Pour la musique électronique, la problématique est tout autre : la musique est diffusée un peu partout, et à très fort volume. Il y a donc deux effets architecturaux directs : permettre au public d’identifier (ou pas, selon la volonté du club) où est jouée la musique, et l’isolation du volume pour ne pas déranger le voisinage. Il y a une idée forte d’abstraction et de réalité parallèle dans la musique électronique, et plus généralement dans la culture du clubbing. Les nombreux paramètres qui composent l’espace-temps d’un club vont dans ce sens là : lumières fragmentées, matériaux sombres, volume sonore élevé, etc. Pour l’architecte, il s’agit d’accompagner cette recherche de décalage. Par ailleurs, la question de l’isolation phonique implique un certain nombre de formes et de matériaux : facettes et matériaux souples pour l’absorption et la diffusion des hautes fréquences, béton et autres matériaux lourds pour l’isolation dans les basses. Ces aspects-là, s’ils sont abordés frontalement, peuvent déterminer une certaine esthétique architecturale.
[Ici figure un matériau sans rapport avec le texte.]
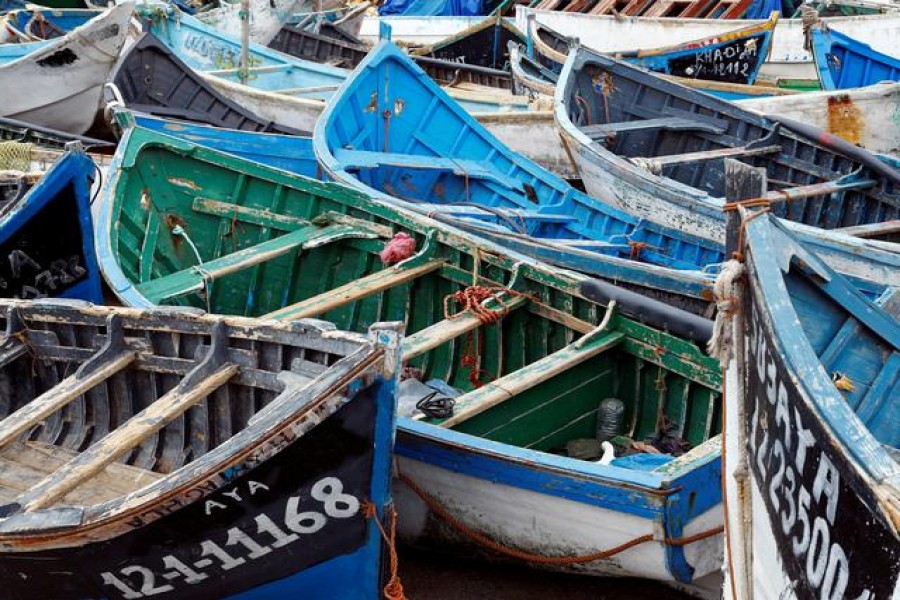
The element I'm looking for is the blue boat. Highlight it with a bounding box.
[528,12,778,85]
[0,142,103,303]
[3,5,103,41]
[115,110,321,179]
[138,6,530,113]
[314,42,900,312]
[554,41,900,240]
[722,212,900,598]
[811,24,900,90]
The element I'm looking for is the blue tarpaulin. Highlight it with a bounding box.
[378,0,484,17]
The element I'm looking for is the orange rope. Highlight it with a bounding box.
[444,285,531,388]
[397,473,725,565]
[363,500,406,600]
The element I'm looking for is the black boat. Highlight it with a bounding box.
[0,301,399,600]
[111,32,309,135]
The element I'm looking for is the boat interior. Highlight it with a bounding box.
[111,137,721,468]
[566,49,900,229]
[0,303,363,516]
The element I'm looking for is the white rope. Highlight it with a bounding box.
[706,259,744,360]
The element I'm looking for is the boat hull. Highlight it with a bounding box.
[0,389,391,600]
[394,419,723,595]
[516,7,900,80]
[0,2,134,134]
[738,83,900,156]
[722,213,900,600]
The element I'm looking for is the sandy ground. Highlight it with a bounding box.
[400,548,689,600]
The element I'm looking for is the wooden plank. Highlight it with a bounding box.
[263,259,445,320]
[641,144,781,168]
[401,296,528,361]
[579,117,727,140]
[0,350,137,448]
[832,219,900,238]
[19,363,238,511]
[432,328,625,427]
[334,148,522,189]
[137,225,377,303]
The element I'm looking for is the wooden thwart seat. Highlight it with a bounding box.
[641,144,781,169]
[18,363,238,511]
[579,117,728,140]
[334,148,521,188]
[137,224,377,303]
[265,259,445,319]
[401,296,528,361]
[428,326,625,427]
[0,441,164,506]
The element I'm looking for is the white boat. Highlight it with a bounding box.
[713,211,900,600]
[0,1,134,134]
[516,6,900,79]
[738,82,900,156]
[359,16,488,46]
[194,0,359,46]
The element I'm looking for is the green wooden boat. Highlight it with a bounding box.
[98,127,722,586]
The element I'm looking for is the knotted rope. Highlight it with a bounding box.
[363,500,406,600]
[444,285,533,388]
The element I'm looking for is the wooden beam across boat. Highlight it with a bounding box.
[432,325,625,427]
[265,259,445,320]
[400,296,528,361]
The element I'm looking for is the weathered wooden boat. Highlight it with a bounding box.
[109,32,302,134]
[314,42,900,313]
[0,1,134,134]
[139,7,537,118]
[512,7,900,80]
[196,0,326,45]
[269,17,512,90]
[720,207,900,599]
[0,142,103,302]
[0,4,103,43]
[358,16,492,46]
[810,24,900,90]
[738,83,900,155]
[0,301,399,600]
[98,122,722,596]
[410,15,525,71]
[555,42,900,239]
[112,108,322,179]
[531,0,754,19]
[0,117,114,152]
[529,12,778,85]
[132,8,577,177]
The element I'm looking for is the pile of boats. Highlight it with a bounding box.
[0,0,900,600]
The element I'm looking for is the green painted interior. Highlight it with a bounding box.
[111,129,721,460]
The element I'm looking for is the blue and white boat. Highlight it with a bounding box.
[810,24,900,90]
[141,6,532,122]
[0,142,103,303]
[719,207,900,600]
[0,1,134,134]
[554,42,900,240]
[314,42,900,312]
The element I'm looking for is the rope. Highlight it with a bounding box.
[444,285,533,389]
[397,473,725,565]
[363,500,406,600]
[0,142,34,171]
[706,260,745,368]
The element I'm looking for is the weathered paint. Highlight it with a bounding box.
[516,6,900,79]
[0,1,134,134]
[738,83,900,155]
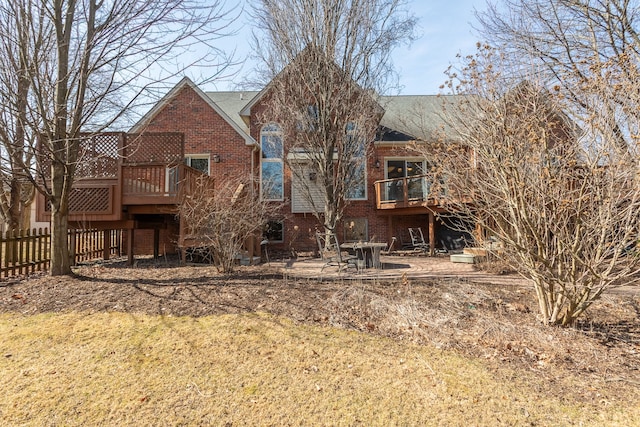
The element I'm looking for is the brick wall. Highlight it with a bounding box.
[131,86,444,253]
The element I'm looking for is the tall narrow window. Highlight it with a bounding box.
[346,122,367,200]
[260,123,284,200]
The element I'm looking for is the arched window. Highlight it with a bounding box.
[345,122,367,200]
[260,123,284,200]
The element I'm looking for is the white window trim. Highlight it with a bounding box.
[384,156,427,179]
[184,154,211,175]
[267,219,285,243]
[260,123,285,202]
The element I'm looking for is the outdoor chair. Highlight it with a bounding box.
[316,231,358,271]
[409,227,429,252]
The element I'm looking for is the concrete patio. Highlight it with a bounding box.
[269,255,524,285]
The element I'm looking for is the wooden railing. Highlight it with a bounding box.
[122,163,209,205]
[0,228,121,277]
[374,175,444,209]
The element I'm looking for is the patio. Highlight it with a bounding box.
[268,255,523,285]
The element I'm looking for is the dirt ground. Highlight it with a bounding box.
[0,260,640,403]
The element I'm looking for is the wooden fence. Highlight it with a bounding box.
[0,228,121,278]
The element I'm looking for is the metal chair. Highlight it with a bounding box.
[316,231,358,272]
[409,227,429,253]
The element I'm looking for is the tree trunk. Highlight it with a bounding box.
[49,203,71,276]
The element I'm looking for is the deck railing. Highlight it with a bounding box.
[374,175,445,209]
[122,163,208,205]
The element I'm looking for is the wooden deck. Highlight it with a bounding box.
[374,175,446,215]
[36,133,222,262]
[37,133,210,224]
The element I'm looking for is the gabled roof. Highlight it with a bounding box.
[380,95,462,140]
[206,91,260,133]
[240,45,383,117]
[129,77,256,145]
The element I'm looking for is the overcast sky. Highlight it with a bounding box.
[175,0,486,95]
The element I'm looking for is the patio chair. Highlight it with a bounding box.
[316,231,358,272]
[409,227,429,253]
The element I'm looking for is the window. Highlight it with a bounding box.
[345,122,367,200]
[385,159,429,201]
[184,154,210,175]
[344,218,369,242]
[260,123,284,200]
[262,221,284,243]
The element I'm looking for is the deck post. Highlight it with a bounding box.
[153,228,160,259]
[102,230,111,261]
[69,228,76,266]
[127,228,135,266]
[429,212,436,256]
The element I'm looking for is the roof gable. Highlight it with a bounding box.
[129,77,256,145]
[240,46,384,117]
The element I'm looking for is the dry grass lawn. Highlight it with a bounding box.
[0,312,640,426]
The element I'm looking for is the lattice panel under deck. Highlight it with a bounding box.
[44,187,111,213]
[69,187,111,213]
[123,133,184,164]
[76,133,122,179]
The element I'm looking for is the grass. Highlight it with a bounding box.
[0,313,640,426]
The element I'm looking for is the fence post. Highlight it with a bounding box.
[69,228,76,265]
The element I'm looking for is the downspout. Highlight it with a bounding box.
[251,144,260,198]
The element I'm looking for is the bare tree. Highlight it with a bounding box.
[0,0,235,275]
[477,0,640,154]
[423,46,640,325]
[179,177,280,273]
[248,0,415,231]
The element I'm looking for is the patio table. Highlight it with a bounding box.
[340,242,387,268]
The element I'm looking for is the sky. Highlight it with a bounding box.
[203,0,486,95]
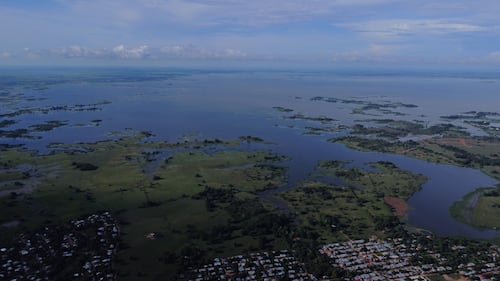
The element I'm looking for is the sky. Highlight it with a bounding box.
[0,0,500,66]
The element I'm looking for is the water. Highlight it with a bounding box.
[0,69,500,238]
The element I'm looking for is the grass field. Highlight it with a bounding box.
[281,161,426,242]
[0,133,292,280]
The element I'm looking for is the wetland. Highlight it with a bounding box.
[0,69,500,280]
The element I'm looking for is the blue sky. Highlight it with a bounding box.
[0,0,500,66]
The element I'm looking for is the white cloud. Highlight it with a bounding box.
[339,19,488,39]
[112,45,148,59]
[332,44,408,62]
[486,51,500,62]
[160,45,247,59]
[0,52,12,59]
[17,44,247,61]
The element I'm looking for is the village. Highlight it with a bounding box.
[182,250,317,281]
[320,237,500,281]
[181,234,500,281]
[0,212,500,281]
[0,212,120,281]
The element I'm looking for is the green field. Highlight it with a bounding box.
[0,132,292,280]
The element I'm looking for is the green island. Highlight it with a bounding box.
[0,131,498,280]
[330,118,500,232]
[0,132,292,280]
[450,187,500,229]
[280,161,426,243]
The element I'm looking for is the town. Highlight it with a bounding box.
[0,212,120,281]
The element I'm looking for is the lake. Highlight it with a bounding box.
[0,69,500,238]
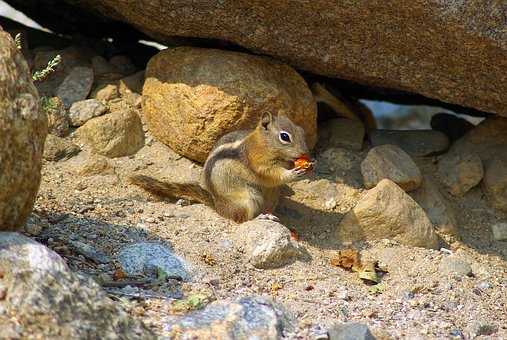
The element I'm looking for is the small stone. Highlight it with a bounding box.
[482,157,507,212]
[370,130,449,157]
[319,118,364,151]
[76,110,144,158]
[439,255,473,277]
[70,241,111,264]
[77,154,115,177]
[410,176,458,235]
[328,323,375,340]
[43,135,81,162]
[118,242,190,280]
[90,83,120,103]
[430,113,475,142]
[163,296,294,340]
[337,179,439,249]
[69,99,107,126]
[56,66,93,108]
[491,223,507,241]
[109,55,137,75]
[361,145,422,191]
[41,97,70,137]
[236,219,299,269]
[118,70,144,95]
[438,151,484,196]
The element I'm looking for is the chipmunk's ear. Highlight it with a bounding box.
[260,112,273,130]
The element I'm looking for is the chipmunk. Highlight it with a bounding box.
[130,113,313,223]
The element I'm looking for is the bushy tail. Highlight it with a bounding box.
[129,175,214,207]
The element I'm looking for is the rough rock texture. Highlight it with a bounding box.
[236,220,299,268]
[483,158,507,212]
[0,233,154,339]
[8,0,507,115]
[165,296,293,340]
[410,176,458,235]
[337,179,439,249]
[118,242,190,280]
[370,130,449,157]
[361,145,422,191]
[0,28,48,230]
[143,47,317,162]
[76,110,144,158]
[438,151,484,196]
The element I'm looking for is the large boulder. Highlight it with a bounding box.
[7,0,507,116]
[143,47,317,162]
[0,27,48,230]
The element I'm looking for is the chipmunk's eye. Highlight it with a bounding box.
[278,131,291,144]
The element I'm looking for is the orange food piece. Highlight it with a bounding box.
[294,155,313,169]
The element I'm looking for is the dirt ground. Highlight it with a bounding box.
[31,132,507,339]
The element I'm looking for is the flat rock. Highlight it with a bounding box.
[337,179,439,249]
[319,118,364,151]
[328,322,375,340]
[482,158,507,212]
[56,66,93,108]
[69,99,107,126]
[370,130,449,157]
[142,47,317,162]
[439,255,473,277]
[430,113,475,142]
[43,135,81,162]
[236,219,299,269]
[410,176,458,235]
[491,223,507,241]
[163,296,294,340]
[41,97,70,137]
[0,28,48,230]
[361,144,422,191]
[118,242,190,281]
[438,149,484,196]
[0,232,154,339]
[76,109,144,158]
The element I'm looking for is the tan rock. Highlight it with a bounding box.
[483,158,507,212]
[361,145,422,191]
[337,179,439,249]
[143,47,317,162]
[76,110,144,158]
[0,28,48,231]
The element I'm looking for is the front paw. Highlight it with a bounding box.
[283,168,308,183]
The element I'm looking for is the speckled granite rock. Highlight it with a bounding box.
[0,27,48,230]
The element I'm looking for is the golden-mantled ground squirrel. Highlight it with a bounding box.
[130,113,311,223]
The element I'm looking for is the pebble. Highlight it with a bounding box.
[69,99,107,126]
[56,66,94,108]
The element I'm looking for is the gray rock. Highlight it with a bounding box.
[76,109,144,158]
[56,66,93,108]
[491,223,507,241]
[361,145,422,191]
[337,179,439,249]
[0,28,48,230]
[439,255,473,277]
[44,135,81,162]
[438,150,484,196]
[328,323,375,340]
[0,232,154,339]
[41,97,70,137]
[164,296,294,340]
[118,242,190,281]
[319,118,364,151]
[235,219,299,269]
[69,99,107,126]
[410,176,458,235]
[370,130,449,157]
[482,157,507,212]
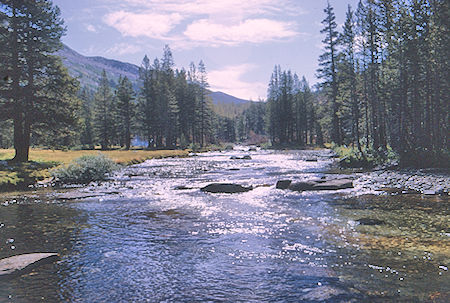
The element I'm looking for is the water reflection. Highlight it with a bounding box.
[0,151,450,302]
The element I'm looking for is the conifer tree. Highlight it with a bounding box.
[0,0,77,162]
[116,77,135,150]
[94,70,115,150]
[318,1,342,145]
[80,88,94,149]
[198,60,211,147]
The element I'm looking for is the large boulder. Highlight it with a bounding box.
[0,253,58,280]
[356,218,385,225]
[275,180,292,189]
[288,179,353,191]
[313,179,353,190]
[200,183,253,194]
[288,180,317,191]
[230,155,252,160]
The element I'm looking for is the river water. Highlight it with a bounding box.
[0,150,450,302]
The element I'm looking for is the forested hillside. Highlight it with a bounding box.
[268,0,450,166]
[0,0,450,166]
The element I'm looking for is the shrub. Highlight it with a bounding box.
[52,154,118,184]
[330,144,398,168]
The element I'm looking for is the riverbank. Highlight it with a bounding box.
[354,168,450,196]
[0,149,189,192]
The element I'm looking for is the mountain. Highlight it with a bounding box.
[58,45,251,112]
[209,92,251,104]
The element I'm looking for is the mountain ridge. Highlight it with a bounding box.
[57,44,252,105]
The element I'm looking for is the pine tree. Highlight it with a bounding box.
[0,0,77,162]
[94,70,115,150]
[198,60,211,147]
[318,2,342,145]
[80,88,94,149]
[116,77,135,150]
[340,5,363,154]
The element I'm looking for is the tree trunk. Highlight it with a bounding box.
[12,113,31,163]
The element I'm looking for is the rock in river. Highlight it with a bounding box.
[0,253,58,280]
[288,179,353,191]
[230,155,252,160]
[201,183,253,194]
[356,218,385,225]
[275,180,292,189]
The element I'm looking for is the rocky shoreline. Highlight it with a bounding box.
[354,169,450,196]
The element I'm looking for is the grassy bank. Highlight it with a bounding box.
[0,149,189,191]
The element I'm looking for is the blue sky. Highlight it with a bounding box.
[54,0,358,100]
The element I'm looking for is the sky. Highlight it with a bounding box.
[53,0,358,101]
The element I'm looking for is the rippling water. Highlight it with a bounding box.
[0,151,450,302]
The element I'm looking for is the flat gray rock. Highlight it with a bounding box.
[201,183,253,194]
[275,180,292,189]
[288,179,353,191]
[0,253,58,279]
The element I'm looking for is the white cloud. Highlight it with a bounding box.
[103,0,304,49]
[208,64,267,101]
[184,19,297,45]
[104,10,183,39]
[116,0,305,18]
[86,24,97,33]
[106,43,142,56]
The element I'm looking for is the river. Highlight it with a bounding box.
[0,150,450,302]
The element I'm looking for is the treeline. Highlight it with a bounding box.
[80,46,243,149]
[0,1,80,162]
[266,66,324,146]
[318,0,450,166]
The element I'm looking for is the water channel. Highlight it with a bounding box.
[0,150,450,302]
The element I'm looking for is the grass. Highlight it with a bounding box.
[0,148,189,191]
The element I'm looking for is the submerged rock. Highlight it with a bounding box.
[174,185,192,190]
[305,158,317,162]
[288,180,318,191]
[302,285,347,302]
[313,179,353,190]
[200,183,253,194]
[0,253,58,280]
[356,218,386,225]
[230,155,252,160]
[288,179,353,191]
[275,180,292,189]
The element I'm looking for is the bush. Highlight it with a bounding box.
[52,154,118,184]
[330,144,399,168]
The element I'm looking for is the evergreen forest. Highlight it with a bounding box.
[0,0,450,166]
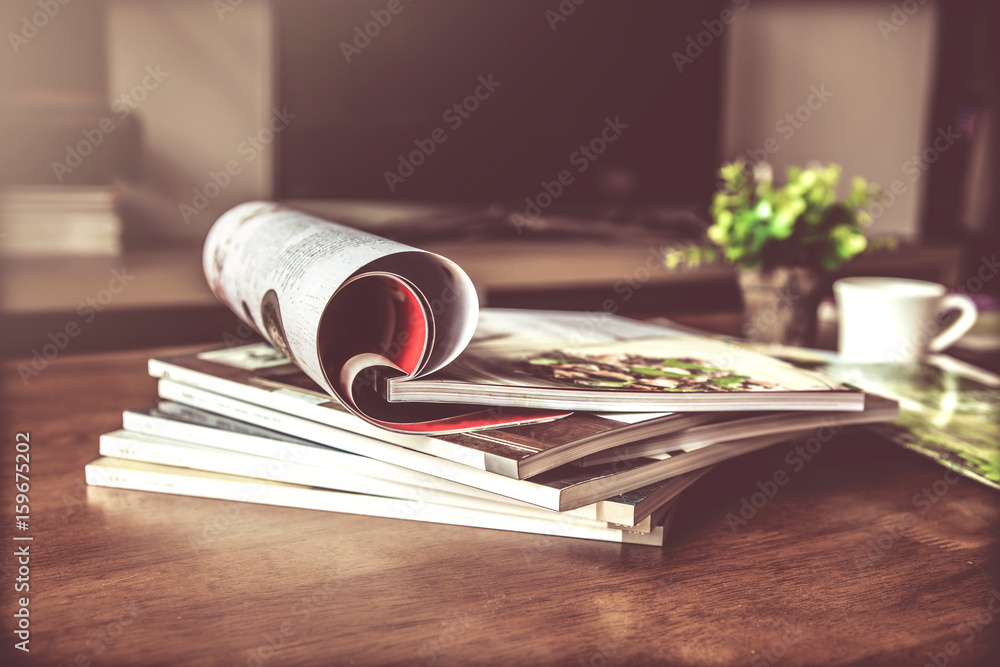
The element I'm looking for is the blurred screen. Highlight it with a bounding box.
[274,0,728,206]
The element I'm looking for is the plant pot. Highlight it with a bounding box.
[739,266,830,346]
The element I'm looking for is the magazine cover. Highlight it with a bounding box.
[202,202,864,433]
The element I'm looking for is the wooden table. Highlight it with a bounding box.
[2,351,1000,667]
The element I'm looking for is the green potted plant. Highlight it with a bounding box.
[666,160,880,345]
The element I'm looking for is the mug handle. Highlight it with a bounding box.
[928,294,979,352]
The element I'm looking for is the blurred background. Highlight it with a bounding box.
[0,0,1000,356]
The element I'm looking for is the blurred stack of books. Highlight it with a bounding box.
[87,320,897,546]
[87,202,898,546]
[0,185,122,257]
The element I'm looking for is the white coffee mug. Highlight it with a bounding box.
[833,278,977,363]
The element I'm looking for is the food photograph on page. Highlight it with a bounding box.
[0,0,1000,667]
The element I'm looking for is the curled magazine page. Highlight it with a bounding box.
[202,202,554,432]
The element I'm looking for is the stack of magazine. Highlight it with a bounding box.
[87,202,898,546]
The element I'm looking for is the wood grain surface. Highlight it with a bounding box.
[0,350,1000,667]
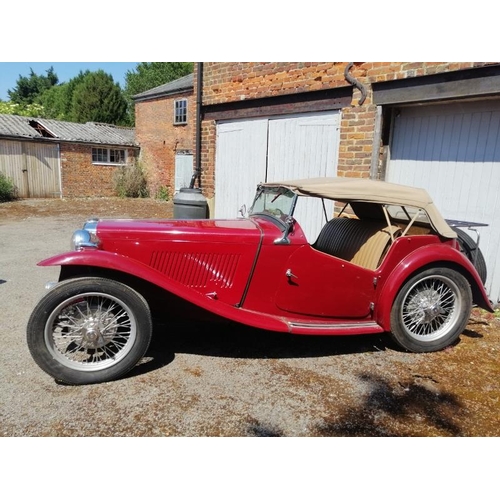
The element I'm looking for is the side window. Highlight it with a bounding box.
[92,148,127,165]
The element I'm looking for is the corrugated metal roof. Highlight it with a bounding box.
[0,114,137,146]
[132,73,194,101]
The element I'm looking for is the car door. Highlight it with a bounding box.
[276,245,375,319]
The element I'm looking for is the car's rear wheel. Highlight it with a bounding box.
[391,268,472,352]
[27,278,152,384]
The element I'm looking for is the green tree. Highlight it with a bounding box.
[70,70,127,125]
[7,66,59,105]
[124,62,193,125]
[0,101,47,118]
[39,70,90,121]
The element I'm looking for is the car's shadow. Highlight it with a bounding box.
[130,318,395,376]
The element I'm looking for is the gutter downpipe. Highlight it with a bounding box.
[189,62,203,189]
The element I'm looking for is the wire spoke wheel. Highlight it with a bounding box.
[27,277,152,385]
[391,268,472,352]
[45,292,137,371]
[401,276,460,341]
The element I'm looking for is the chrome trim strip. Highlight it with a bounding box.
[288,321,379,330]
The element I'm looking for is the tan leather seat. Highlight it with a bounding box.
[313,217,401,270]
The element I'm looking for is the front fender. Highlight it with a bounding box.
[38,250,290,332]
[374,245,493,331]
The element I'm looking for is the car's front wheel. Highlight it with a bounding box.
[27,278,152,385]
[391,268,472,352]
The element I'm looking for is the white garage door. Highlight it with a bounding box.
[386,101,500,302]
[215,111,339,241]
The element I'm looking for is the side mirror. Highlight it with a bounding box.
[238,204,247,219]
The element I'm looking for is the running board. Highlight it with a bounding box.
[288,321,384,335]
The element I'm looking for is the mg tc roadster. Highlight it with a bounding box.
[27,178,492,384]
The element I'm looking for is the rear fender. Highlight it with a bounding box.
[374,245,493,331]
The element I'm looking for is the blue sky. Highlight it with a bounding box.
[0,62,138,101]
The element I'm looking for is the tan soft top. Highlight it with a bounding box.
[262,177,457,238]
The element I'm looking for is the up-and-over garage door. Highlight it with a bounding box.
[215,111,339,239]
[386,100,500,302]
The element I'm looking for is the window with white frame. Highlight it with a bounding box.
[92,148,126,165]
[174,99,187,125]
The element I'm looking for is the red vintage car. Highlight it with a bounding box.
[27,178,492,384]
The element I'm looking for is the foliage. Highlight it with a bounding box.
[39,70,90,121]
[124,62,193,126]
[156,186,170,201]
[0,101,46,118]
[0,172,18,203]
[7,66,59,105]
[71,70,127,125]
[114,162,149,198]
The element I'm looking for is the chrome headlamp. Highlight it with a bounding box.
[71,219,100,251]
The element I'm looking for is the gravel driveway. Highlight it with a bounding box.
[0,200,500,436]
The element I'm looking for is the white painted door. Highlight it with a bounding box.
[215,119,268,219]
[386,101,500,302]
[215,111,339,241]
[174,153,193,194]
[266,111,339,243]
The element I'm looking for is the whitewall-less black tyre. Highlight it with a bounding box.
[27,278,152,385]
[391,268,472,352]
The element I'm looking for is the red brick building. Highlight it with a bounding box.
[190,62,500,299]
[133,74,195,197]
[0,115,139,198]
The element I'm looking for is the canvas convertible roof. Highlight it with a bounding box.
[261,177,456,238]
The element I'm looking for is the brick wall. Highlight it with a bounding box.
[60,143,136,198]
[194,62,488,198]
[135,92,196,196]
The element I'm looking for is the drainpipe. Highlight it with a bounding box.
[189,63,203,189]
[344,63,368,106]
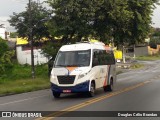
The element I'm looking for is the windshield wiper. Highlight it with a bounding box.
[55,65,66,67]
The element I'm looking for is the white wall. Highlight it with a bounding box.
[16,46,48,65]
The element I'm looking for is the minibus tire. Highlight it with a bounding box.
[88,82,95,97]
[52,92,61,98]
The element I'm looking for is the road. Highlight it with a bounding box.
[0,61,160,120]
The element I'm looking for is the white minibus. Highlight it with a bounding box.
[50,42,116,98]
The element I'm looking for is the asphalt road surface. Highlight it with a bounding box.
[0,61,160,120]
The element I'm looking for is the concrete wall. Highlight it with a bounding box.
[16,46,48,65]
[126,46,149,57]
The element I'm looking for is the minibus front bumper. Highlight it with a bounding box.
[51,81,90,93]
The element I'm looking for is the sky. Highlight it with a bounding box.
[0,0,160,31]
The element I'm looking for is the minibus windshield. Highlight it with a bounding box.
[55,49,91,67]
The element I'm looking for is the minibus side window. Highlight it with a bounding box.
[92,51,99,66]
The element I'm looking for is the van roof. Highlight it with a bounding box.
[60,42,105,51]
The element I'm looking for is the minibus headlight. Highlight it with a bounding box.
[78,74,85,79]
[50,74,56,80]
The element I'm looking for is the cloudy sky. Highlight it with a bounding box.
[0,0,160,31]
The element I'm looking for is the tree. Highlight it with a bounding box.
[9,1,50,40]
[0,38,14,76]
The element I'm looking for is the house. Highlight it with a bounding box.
[16,38,48,65]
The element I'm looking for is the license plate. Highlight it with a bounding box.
[63,90,71,93]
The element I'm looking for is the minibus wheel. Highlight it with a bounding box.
[89,82,95,97]
[52,92,61,98]
[103,79,113,92]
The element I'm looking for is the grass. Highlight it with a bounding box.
[136,54,160,61]
[0,63,50,96]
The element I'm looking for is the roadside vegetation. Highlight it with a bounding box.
[0,63,50,96]
[136,54,160,61]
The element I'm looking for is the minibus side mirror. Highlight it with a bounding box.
[92,58,98,67]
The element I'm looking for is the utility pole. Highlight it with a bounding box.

Quelles sont vos expériences et aspirations dans ce dialogue musique-architecture ?
Le travail de l’architecture par le biais d’éléments atmosphériques ou invisibles, comme l’acoustique, la lumière ou la température, est ce qui m’anime vraiment. Nous avons fait plusieurs projets qui tournent autour de ces sujets, et sur l’acoustique en particulier on peut citer entre autres un concours d’hôtel en Lettonie (2e prix), une boite de nuit éphémère à la Villa Noailles avec Martinez-Barat-Lafore, et plus récemment l’espace central de la Maison de la Radio (en cours), où les données thermiques, lumineuses et sonores se répondent.
A chaque fois, je m’intéresse à la physique réelle derrière les phénomènes, et comment ils peuvent générer une qualité d’espace et une esthétique. Mais au delà du sujet physique, la musique a cette dimension particulière de construction culturelle et de plaisir, phénomène mystérieux dont on ne connait pas tout à fait l’origine, qui l’éloigne de la rigueur des autres phénomènes scientifiques. C’est aussi ce qui rend passionnante la réflexion autour de ce thème.